The U.S. Mars rover has sent back engineering data to Earth for the first time since Wednesday. But mission officials do not expect it return to service anytime soon as they analyze what is causing its erratic communications.
After two days of receiving only beeps and garbled data from the Spirit rover, engineers at the Jet Propulsion Laboratory received what they call a limited data stream.
The rover transmitted two feeds one hour apart lasting a total of 30 minutes Friday morning in response to a command they had sent asking it to send diagnostic data on its condition.
Engineers are scanning it for clues about what is causing the communications trouble, but project manager Peter Theisinger says the vehicle's computer software is still not functioning normally and he calls its condition critical.
"We do not know to what extent we can restore functionality to the system because we don't know what's broken," he said. "We don't know what started this chain of events and I think personally that it's a sequence of things and we don't know therefore the consequences of that."
Mr. Theisinger says he suspects a hardware malfunction might be affecting the software's ability to communicate. Since hardware is unlikely to be fixed remotely, he suggests that engineers might have to devise a method to work around the problem. Whatever the trouble, the NASA official says the rover's computer senses a problem and is resetting itself many times a day.
Mr. Theisinger says if Spirit can be made to work again, it might take several days or weeks under the best of circumstances.
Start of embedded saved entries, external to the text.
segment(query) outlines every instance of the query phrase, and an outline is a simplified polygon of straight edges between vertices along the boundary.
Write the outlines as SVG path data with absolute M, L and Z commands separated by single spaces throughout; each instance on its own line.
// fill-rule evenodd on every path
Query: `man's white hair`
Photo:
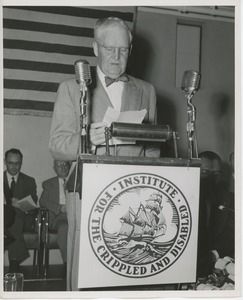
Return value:
M 95 40 L 99 39 L 99 34 L 100 31 L 108 28 L 108 27 L 114 27 L 114 25 L 117 25 L 123 29 L 125 29 L 128 33 L 129 39 L 130 39 L 130 44 L 132 42 L 132 33 L 126 22 L 124 22 L 122 19 L 117 18 L 117 17 L 109 17 L 109 18 L 104 18 L 104 19 L 99 19 L 94 27 L 94 38 Z

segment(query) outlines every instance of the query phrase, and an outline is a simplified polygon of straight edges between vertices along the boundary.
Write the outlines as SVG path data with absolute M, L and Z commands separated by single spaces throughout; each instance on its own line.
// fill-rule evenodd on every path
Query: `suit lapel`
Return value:
M 25 187 L 24 185 L 24 177 L 22 175 L 22 173 L 19 173 L 19 176 L 18 176 L 18 179 L 17 179 L 17 182 L 16 182 L 16 185 L 15 185 L 15 188 L 14 188 L 14 196 L 16 198 L 18 197 L 22 197 L 22 191 L 23 191 L 23 188 Z
M 25 182 L 25 180 L 24 180 L 23 175 L 21 173 L 19 173 L 18 180 L 15 184 L 13 197 L 16 197 L 18 199 L 22 198 L 23 187 L 25 187 L 24 182 Z M 8 178 L 7 178 L 6 172 L 4 172 L 4 196 L 6 198 L 6 201 L 10 202 L 10 189 L 9 189 L 9 185 L 8 185 Z
M 52 197 L 56 203 L 59 203 L 60 191 L 58 177 L 53 180 Z
M 129 79 L 130 80 L 126 82 L 124 86 L 121 111 L 141 110 L 143 91 L 137 88 L 130 76 Z M 108 106 L 113 107 L 113 105 L 97 74 L 91 85 L 91 98 L 91 122 L 102 122 Z
M 141 110 L 142 90 L 136 87 L 130 76 L 129 79 L 124 86 L 121 111 Z
M 4 186 L 3 186 L 3 190 L 4 190 L 4 197 L 6 199 L 6 203 L 7 204 L 11 204 L 11 201 L 10 201 L 10 189 L 9 189 L 9 185 L 8 185 L 8 177 L 7 177 L 6 171 L 4 171 Z
M 108 106 L 113 107 L 98 75 L 96 74 L 96 80 L 93 83 L 92 89 L 92 103 L 91 103 L 91 111 L 92 118 L 91 122 L 102 122 L 103 117 L 106 113 Z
"I expect that we will get functionality back out of this rover," he said. "The chances that it will be perfect again I would think are not good. The chances that it will not work at all I think are also low. I think we're somewhere in that broad middle and we need to understand the problem to find out exactly where we are."
The six-wheeled rover arrived on Mars three weeks ago to search for signs that water once flowed on the planet and made it habitable for some microbial forms of life. Its landing and subsequent operations were almost flawless until this trouble developed.
While engineers struggle to diagnose the problem, another Jet Propulsion Laboratory team is guiding an identical U.S. rover to a Sunday landing on the opposite side of Mars.
Mission officials say their objectives are not lost if Spirit fails because their minimum standard for success is to have one of the two rovers operating on Mars for 90 days. NASA's lead scientist for Mars exploration, James Garvin, says the space agency purposely designed somewhat redundant missions because of the strong possibility one might fail.
"A choice was made at NASA to fly two Mars exploration rovers not just for science but to be able to handle what Mars can throw at us," he said. "Together, they are part of a program. So we're aware of the stress and the risks and the challenges and that's a choice we actually made when we started."
NASA says the second rover, named Opportunity, is on a perfect course for Sunday's touchdown.